10 Aug 10 Interserve's pre-tax profit has fallen 31% to £27.3m for the first six months of the year, compared to the £40m posted for the same period a year ago.

Interserve's pre-tax profit has fallen 31% to £27.3m for the first six months of the year, compared to the £40m posted for the same period a year ago.

Revenue was down fractionally at £945m (H1 2009: £951m).

The firm said its UK construction business is targeting new markets, including waste and retail, in response to shrinking workloads in its traditional markets such as education.

In its last full year results, the construction and support services group delivered profit before tax of £89m on turnover of £1.9bn.

Interserve's order book was also down for the first half of 2010, by 12%, at £5.7bn, compared to £6.5bn at the last year end. This comprises £4.5m of forward orders and £1.2bn relating to pipeline. The fall is due to “a reduction in the estimated value of pipeline in light of recent discussions with UK public sector clients, amounting to £600m”.

The firm secured £800m of new contract wins during the reporting period.
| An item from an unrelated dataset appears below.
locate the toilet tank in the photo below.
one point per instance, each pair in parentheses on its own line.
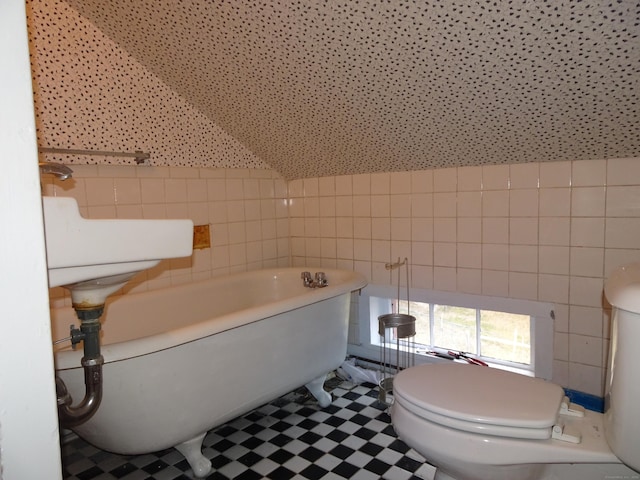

Interserve has cut its net debt to £53.1m (30 June 2010), compared to £85.1m a year ago.

The pension deficit rose slightly to £75.8m (31 December 2009: £68.6m).

Around half of the group's profits are currently derived from outside the UK


Interserve's construction business, Project Services, delivered revenue of £381m, down 6.3% from the £406m reported a year ago. However, its profit contribution was up to £23.5m from £18.1m.

In the UK, over half of construction activity is generated via PFI and long-term framework contracts. Its UK order book has remained broadly the same as the year-end position, at around £1.2bn.

The firm said it is “actively targeting new sectors, including waste and retail, to offset some of the potential shortfall in work from our traditional segments such as education and custodial”.

It believes it is “well placed to participate in any replacement programme” for the axed Building Schools for the Future scheme. The firm was named preferred bidder for the £150m St Helens BSF, a project subsequently cancelled.

Interserve's Support Services division reported an increase in revenue to £538m, from £504m a year ago. Pre-tax profit climbed to £10.7m (H1 2009: £8.9m).

The group's Equipment Services business, RMD Kwikform, suffered a fall in revenue, which dipped to £68.4m from £80.4m, and profit, which plunged to £7.7m from £20.4m. Interserve said it "was not able to replace several large hire contracts that helped deliver a record 2009 result”.


Chief executive Adrian Ringrose said: "Trading in the half-year was in line with the Board's expectations. Project Services delivered an excellent result, Support Services is making good progress based on moving performance in several key public sector contracts to planned levels of profitability and Equipment Services, after an exceptional 2009, performed creditably in a challenging environment.

“Uncertainties persist in our markets, but we remain confident that the second half will show a significant uplift on the first half and that we have a strong international platform from which to sustain long-term growth at attractive margins."